The one part of the game I did enjoy was the feature of collectable marbles. If you get tired of playing as a marble, that’s when you can choose to roll around a different item. These items are panda and pals. Some animal marbles (and watermelon marbles) roll faster or slower than others.

Flatulent Panda is fuzzy is the best of these little “perks”. That crazy Panda, he rolls a little less hurried. This helps you roll him across the hardest, roller coaster-esque mazes, and wobble him across tightropes made of warped, wooden floors, riddled with nutty dents, bridges and ramps. Not necessarily the best level design for these types of settings.

While the environments are ever-changing, and the puzzles with them, guiding marbles around mazes sounds easy, but it’s not. It’s a physics challenge. Your marble/panda always starts someplace silly, like rolling along an empty highway suspended 40 stories in the air, above a city, while a blimp putters around. Some of these puzzles while challenging, don’t bring anything new to this Wi-iish-marbley-game genre.

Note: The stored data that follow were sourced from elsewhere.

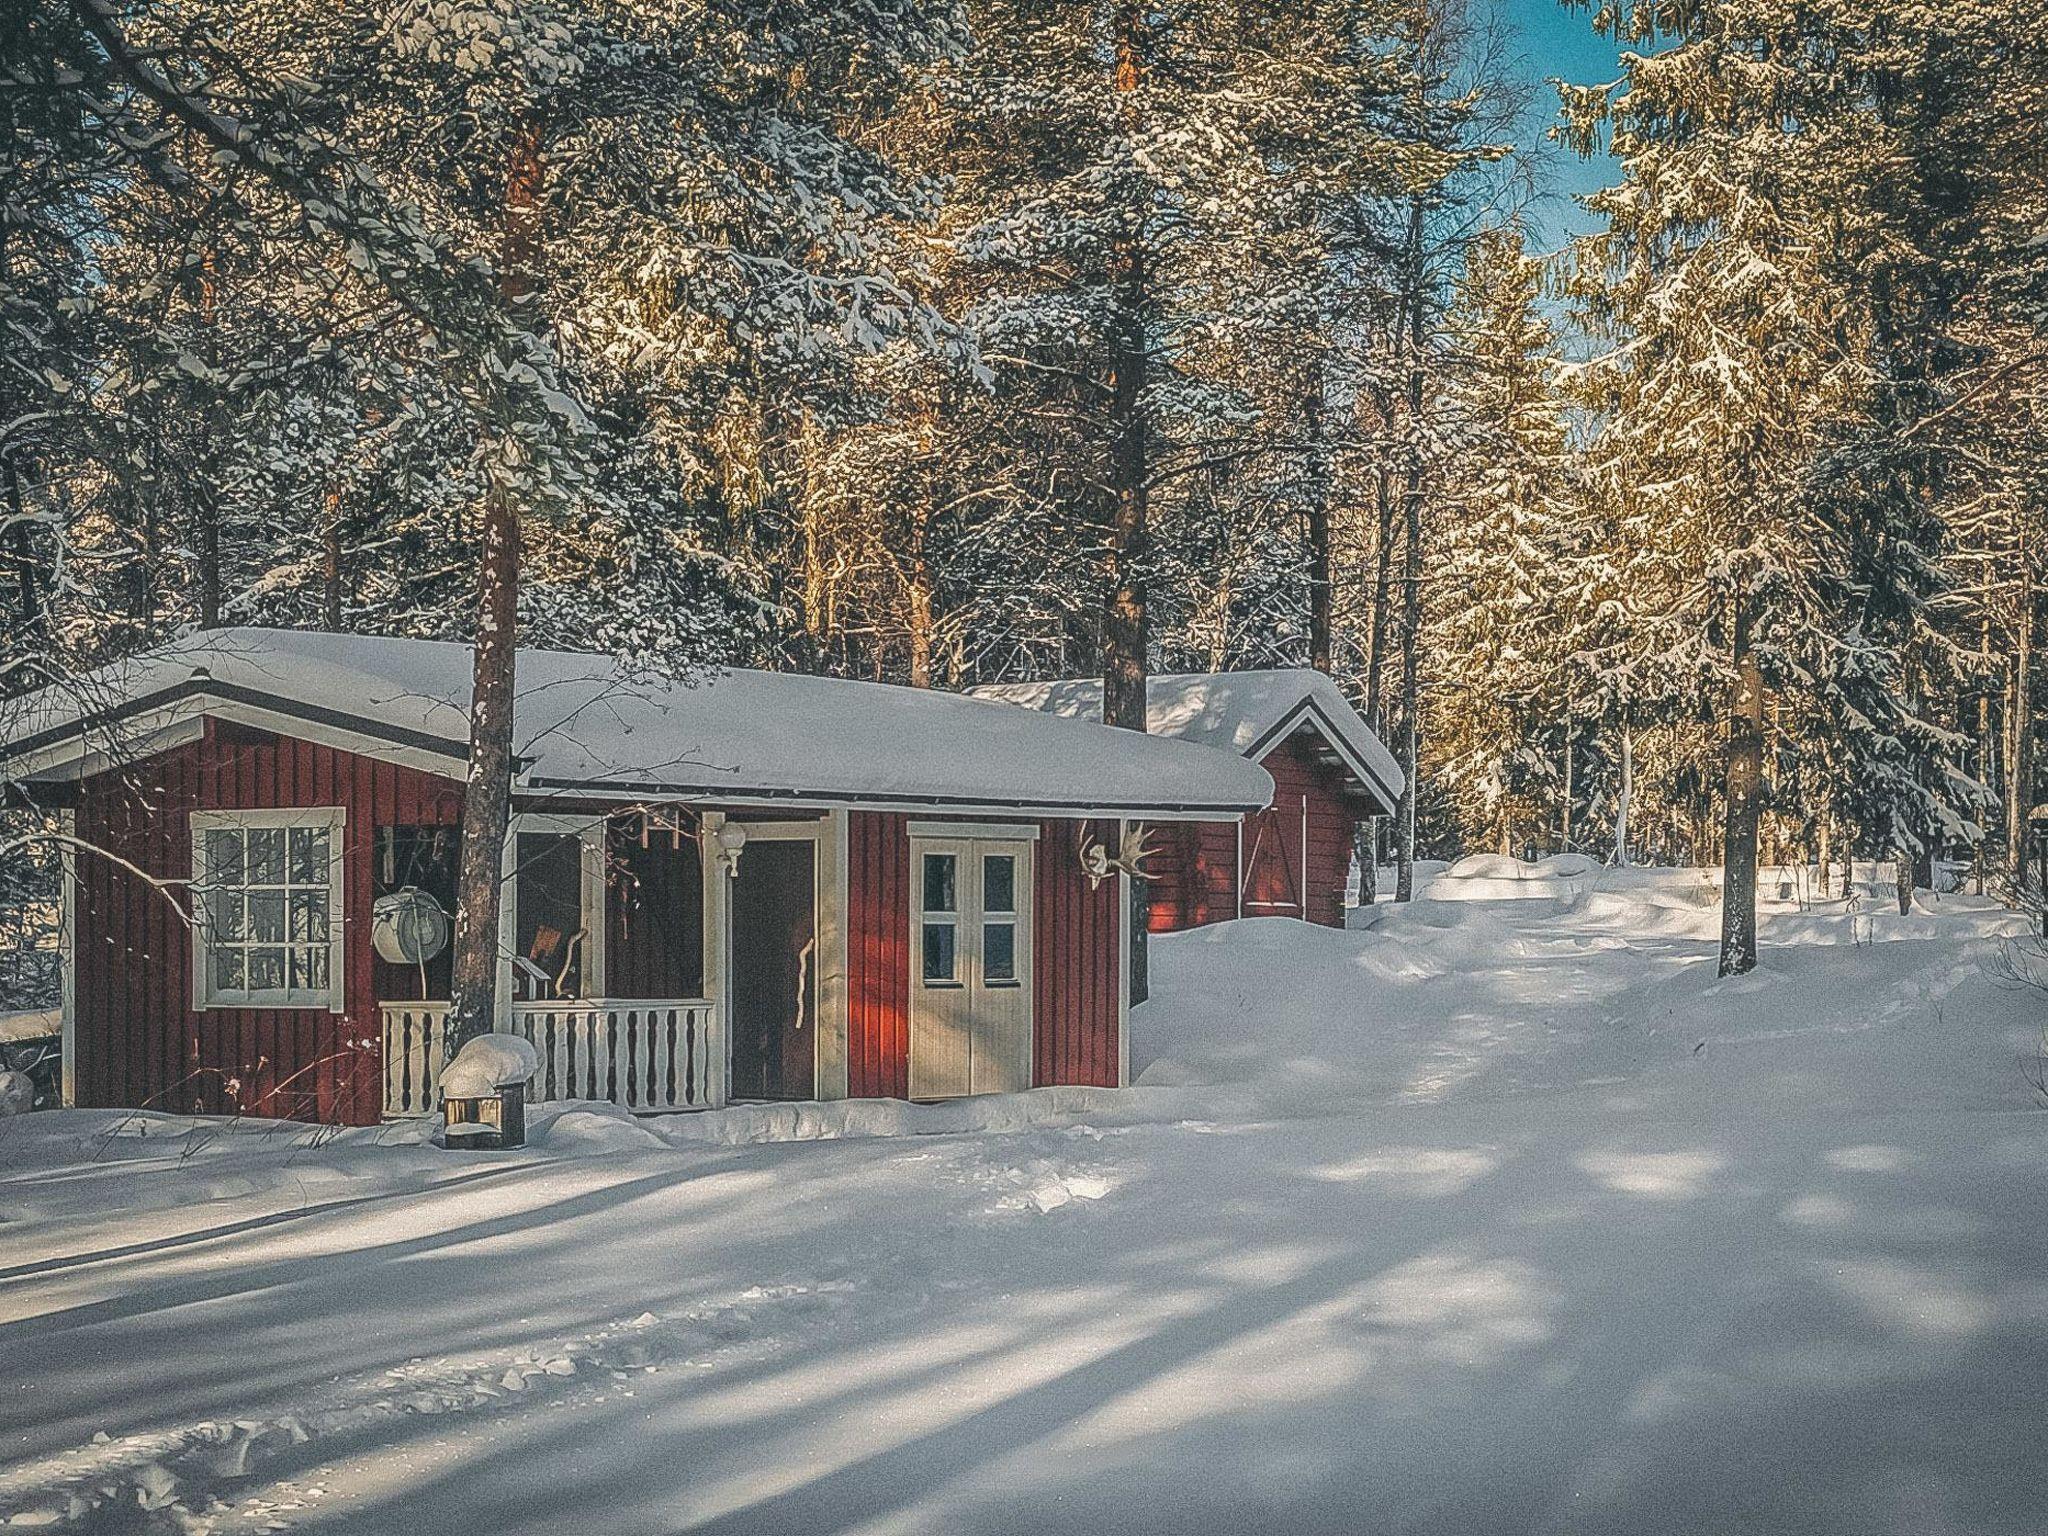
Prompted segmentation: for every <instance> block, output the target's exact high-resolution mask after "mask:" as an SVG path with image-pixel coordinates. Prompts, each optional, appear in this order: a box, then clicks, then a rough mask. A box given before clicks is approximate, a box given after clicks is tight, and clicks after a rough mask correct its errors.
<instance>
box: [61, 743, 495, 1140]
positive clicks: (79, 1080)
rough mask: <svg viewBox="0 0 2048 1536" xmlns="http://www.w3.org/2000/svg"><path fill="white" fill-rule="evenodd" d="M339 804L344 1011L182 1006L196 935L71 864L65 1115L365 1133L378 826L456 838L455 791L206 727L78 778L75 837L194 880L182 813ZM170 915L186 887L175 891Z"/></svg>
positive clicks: (410, 771)
mask: <svg viewBox="0 0 2048 1536" xmlns="http://www.w3.org/2000/svg"><path fill="white" fill-rule="evenodd" d="M326 805H340V807H344V809H346V813H348V825H346V829H344V840H342V911H340V913H338V918H340V922H342V999H344V1006H346V1012H342V1014H330V1012H326V1010H299V1008H276V1010H270V1008H213V1010H207V1012H195V1010H193V1006H190V1004H193V938H190V930H188V928H186V924H184V920H182V918H180V915H178V911H176V909H174V907H172V899H170V897H166V895H164V893H162V891H158V889H152V887H150V885H147V883H145V881H141V879H137V877H133V874H131V872H127V870H125V868H121V866H119V864H115V862H113V860H109V858H100V856H96V854H92V852H80V856H78V932H76V956H78V979H76V1004H78V1061H76V1073H78V1102H80V1104H82V1106H88V1108H160V1110H170V1112H201V1114H238V1112H240V1114H274V1116H287V1118H299V1120H330V1122H342V1124H375V1120H377V1118H379V1114H381V1112H383V1049H381V1032H379V1022H377V995H375V983H373V971H371V958H373V952H371V942H369V932H371V874H373V864H371V860H373V854H375V846H377V827H379V825H393V823H401V821H410V823H416V825H455V823H457V821H461V788H459V786H457V784H455V782H451V780H444V778H436V776H430V774H420V772H414V770H410V768H399V766H395V764H387V762H375V760H371V758H358V756H354V754H348V752H338V750H334V748H324V745H315V743H311V741H295V739H289V737H274V735H264V733H258V731H246V729H236V727H217V723H215V721H211V719H209V721H207V731H205V737H203V739H199V741H195V743H190V745H182V748H174V750H172V752H164V754H160V756H156V758H152V760H147V762H143V764H137V766H133V768H121V770H115V772H106V774H100V776H96V778H90V780H86V784H84V786H82V793H80V809H78V836H80V838H82V840H84V842H88V844H92V846H96V848H106V850H109V852H113V854H119V856H121V858H127V860H129V862H133V864H137V866H139V868H143V870H147V872H150V874H152V877H156V879H164V881H188V879H190V874H193V831H190V813H193V811H254V809H276V807H307V809H309V807H326ZM174 899H176V903H178V907H182V905H184V899H186V897H184V887H182V885H180V887H174Z"/></svg>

You don’t have to push any buttons. You balance and twist your wireless Nintendo Wii remote in your hands, and the game reads those movements as a means to change gravity. Changing gravity forces the marble forward, back, left and right along the highway’s curves. There are lots of obstacles such as potholes and killer laser beams. Other things on your path help you, such as magnets, conveyor belts and cannons that shoot you someplace safe. Again, nothing new here. Smells to me a bit like Monkey Ball.

But to the game’s defense, it’s the gravity that gives you fits. It changes suddenly, as if you were walking down stairwells in an M.C. Escher illustration, but then the gravity of the stairs changes to adhere to the wall or ceiling.
I don’t have young kids, but if I did, I wouldn’t force Kororinpa: Marble Mania as a punishment on them, instead I’d lock them in the basement with a carton of cigarettes, a five gallon bottle of water and a ration of Saltine crackers.

Final Verdict: 3 out of 5 Stars.  A decent game, but definitely not worth $120.

*Update* The Sequel, Marble Saga Kororinpa, is now available from Amazon for $27.99.  That is of course, until the stock runs out.